We have to ask ourselves, what’s the point? Why do I spend late nights gazing at the heavens, studying stars, planets, and nebulae? Over the years, my love of astronomy has developed out of a search for understanding and discovery, the desire to know the universe on a deeper level. As I’ve explored topics such as cosmology and theoretical physics on an amateur level, while preparing on a professional (or rather, in a more appropriate term, vocational) level, for the priesthood.

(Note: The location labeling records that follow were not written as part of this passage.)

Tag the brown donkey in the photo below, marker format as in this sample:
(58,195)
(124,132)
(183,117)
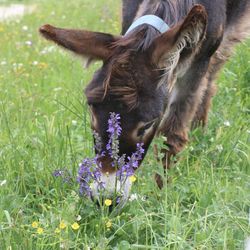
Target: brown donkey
(159,74)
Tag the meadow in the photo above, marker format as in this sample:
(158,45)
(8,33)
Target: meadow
(44,126)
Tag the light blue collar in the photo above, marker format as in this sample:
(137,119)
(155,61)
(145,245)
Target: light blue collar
(152,20)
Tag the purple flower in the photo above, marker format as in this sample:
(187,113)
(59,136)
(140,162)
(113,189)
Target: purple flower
(64,174)
(90,170)
(129,167)
(114,130)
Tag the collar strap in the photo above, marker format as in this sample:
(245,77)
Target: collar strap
(152,20)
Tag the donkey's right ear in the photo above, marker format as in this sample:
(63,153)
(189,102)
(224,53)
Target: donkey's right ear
(93,45)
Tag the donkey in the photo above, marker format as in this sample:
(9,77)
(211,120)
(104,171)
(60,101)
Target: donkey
(159,73)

Ultimately, both pursuits are the result of a deeper need to know, to learn, and to come closer to truth, albeit from different perspectives. When I do come closer, at the same time discovering just how much further I really have to go, I also discover something more, something unexpected, and something that Br. Guy discovers in his search as well: joy. The search for truth, both from a scientific and spiritual standpoint both lead to joy: we need science to better understand our physical world, and religion helps us to move ever deeper, discovering the foundation of the beauty of our universe.

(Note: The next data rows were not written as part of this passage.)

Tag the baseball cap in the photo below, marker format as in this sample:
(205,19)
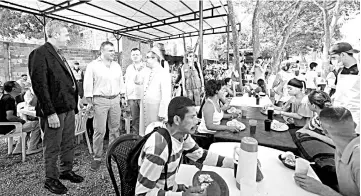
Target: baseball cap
(342,47)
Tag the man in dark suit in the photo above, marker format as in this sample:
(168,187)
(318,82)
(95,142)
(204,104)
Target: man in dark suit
(57,93)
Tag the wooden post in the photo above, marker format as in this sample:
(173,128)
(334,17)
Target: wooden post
(235,41)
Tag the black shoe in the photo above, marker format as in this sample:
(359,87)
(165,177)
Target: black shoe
(55,186)
(71,176)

As Br. Guy states it, “This is not a sort of pantheism. God is not the same thing as the laws of nature. But everything that makes science worth doing, desirable to do, everything that gets us out of bed in the morning to do it, is a pointer toward God.”

In my own journey, the scientific has led to the religious, and the religious has led me to a greater desire to study the natural world: the more I study science, the greater the awe increases in my heart, and I realize how God the Father has created a universe beyond words and understanding, drawing me into an ever deeper desire to study said universe. Indeed, my continued study of science is what led me to religion, and Catholicism, in the first place, helping me to realize not only the necessity of a Creator behind our magnificent universe, but also the necessity of a Savior, and the faithful presence the Spirit in our lives.

You can read the rest of his article over at the Vatican Observatory Foundation blog.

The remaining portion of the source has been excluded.